All three types of irony are present. In fact, sometimes all three are present in a very scene.
An example is early in the story when Brown fears someone might see him walking and conversing with the dark stranger. Of course, he spies a woman hurrying toward them. Brown notices that it is Goody Cloyse, whom he states is his is his spiritual advisor. Here Hawthorne is setting us up for all kinds of irony.
First, situational irony - what do we expect to happen (and maybe if you have read a lot of Hawthorne's work, it really isn't ironic at all)? The first time I read it, I didn't expect this pious Salem woman, who also taught Brown his catechism, to be a witch.

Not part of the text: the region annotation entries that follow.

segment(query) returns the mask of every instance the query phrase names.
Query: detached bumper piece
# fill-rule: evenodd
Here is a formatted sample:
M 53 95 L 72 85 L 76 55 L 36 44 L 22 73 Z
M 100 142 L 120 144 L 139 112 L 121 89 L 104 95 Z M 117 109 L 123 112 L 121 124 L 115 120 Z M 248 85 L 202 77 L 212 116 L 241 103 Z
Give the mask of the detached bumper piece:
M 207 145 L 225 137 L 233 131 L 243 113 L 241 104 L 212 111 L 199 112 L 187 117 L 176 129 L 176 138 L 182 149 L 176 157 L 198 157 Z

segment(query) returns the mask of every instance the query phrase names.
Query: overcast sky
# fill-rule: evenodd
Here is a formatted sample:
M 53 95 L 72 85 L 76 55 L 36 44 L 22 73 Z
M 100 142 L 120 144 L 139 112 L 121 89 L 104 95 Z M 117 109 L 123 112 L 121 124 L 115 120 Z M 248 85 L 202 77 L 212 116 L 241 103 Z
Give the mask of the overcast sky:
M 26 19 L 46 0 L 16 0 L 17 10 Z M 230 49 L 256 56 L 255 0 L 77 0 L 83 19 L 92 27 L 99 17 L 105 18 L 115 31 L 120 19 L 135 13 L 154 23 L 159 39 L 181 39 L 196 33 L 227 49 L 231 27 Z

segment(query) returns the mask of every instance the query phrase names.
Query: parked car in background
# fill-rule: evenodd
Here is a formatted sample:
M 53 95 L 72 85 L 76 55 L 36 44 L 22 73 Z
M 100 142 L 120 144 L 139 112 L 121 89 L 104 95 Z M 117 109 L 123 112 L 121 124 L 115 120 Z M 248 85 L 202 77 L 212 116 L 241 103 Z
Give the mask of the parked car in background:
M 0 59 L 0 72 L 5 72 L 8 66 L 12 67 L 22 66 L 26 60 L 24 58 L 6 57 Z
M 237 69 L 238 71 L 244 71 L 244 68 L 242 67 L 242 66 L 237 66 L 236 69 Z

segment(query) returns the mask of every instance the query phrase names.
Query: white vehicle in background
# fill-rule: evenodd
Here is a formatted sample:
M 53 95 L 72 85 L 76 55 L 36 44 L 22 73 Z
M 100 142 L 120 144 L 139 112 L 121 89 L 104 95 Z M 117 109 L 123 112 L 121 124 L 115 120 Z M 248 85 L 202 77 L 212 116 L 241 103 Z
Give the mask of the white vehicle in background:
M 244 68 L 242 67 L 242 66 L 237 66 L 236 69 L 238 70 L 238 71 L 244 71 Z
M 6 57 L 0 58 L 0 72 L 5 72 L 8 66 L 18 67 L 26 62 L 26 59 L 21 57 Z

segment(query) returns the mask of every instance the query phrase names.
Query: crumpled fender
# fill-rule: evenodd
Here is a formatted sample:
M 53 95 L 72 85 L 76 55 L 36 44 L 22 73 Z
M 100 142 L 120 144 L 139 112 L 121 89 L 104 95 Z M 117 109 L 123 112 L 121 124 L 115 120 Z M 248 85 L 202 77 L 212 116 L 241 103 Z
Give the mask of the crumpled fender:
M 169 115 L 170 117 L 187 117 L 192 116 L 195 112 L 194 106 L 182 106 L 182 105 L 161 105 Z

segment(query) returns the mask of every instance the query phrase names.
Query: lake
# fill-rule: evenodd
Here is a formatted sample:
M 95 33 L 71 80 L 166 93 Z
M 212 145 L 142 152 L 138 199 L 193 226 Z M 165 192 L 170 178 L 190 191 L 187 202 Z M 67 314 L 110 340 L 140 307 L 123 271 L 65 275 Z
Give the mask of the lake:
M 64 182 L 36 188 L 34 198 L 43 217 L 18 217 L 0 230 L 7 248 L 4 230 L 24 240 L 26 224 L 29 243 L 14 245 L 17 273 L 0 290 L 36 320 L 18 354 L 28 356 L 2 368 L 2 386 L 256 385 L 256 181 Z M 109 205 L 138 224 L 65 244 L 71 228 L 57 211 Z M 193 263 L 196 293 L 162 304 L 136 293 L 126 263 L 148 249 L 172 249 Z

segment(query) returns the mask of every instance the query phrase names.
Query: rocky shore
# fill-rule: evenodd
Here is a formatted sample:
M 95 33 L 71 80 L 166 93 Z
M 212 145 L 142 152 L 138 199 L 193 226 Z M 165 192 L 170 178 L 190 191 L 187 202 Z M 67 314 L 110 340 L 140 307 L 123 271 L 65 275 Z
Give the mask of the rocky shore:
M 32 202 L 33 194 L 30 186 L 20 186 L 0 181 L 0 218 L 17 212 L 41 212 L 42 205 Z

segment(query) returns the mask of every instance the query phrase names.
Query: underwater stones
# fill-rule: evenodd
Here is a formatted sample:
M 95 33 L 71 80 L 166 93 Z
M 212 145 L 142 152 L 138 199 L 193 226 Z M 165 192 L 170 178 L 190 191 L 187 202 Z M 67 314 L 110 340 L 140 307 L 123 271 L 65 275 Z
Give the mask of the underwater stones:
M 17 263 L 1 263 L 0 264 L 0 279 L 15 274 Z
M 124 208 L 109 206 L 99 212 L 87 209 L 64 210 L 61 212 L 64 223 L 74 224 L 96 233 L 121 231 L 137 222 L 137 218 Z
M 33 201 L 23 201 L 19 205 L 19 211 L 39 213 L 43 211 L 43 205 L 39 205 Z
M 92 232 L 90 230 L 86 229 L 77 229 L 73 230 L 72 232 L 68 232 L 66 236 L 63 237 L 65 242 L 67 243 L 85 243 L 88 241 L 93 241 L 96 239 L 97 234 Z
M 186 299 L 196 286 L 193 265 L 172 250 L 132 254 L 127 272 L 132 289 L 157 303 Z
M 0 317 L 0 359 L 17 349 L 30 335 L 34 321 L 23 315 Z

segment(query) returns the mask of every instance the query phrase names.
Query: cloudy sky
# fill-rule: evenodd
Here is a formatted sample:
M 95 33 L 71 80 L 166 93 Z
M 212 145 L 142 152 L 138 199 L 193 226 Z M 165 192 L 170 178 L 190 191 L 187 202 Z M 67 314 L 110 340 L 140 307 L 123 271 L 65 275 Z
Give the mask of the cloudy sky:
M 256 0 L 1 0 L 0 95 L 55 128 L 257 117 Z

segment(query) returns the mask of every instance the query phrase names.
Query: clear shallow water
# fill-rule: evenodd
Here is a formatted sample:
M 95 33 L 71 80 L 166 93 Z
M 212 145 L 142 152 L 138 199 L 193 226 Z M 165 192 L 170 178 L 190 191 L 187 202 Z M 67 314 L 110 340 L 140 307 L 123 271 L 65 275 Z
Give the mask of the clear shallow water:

Next, verbal irony - Brown has already admitted that Cloyse is a very important person to him, but Cloyse admits to the devil that Brown is really a silly fellow, so Brown hears the exact opposite of what he expects from his former catechism teacher and his current spiritual advisor.
Finally, dramatic irony - from Cloyse we learn that there is a new lad to be welcomed into the community of witches and sinners via the black mass. This comment seems to be lost on Brown, but the reader realizes that the new lad is likely going to be none other than Brown himself.
These are just a few examples of the irony used by Hawthorne. There are certainly others - the climax of the story and the resolution are also great examples.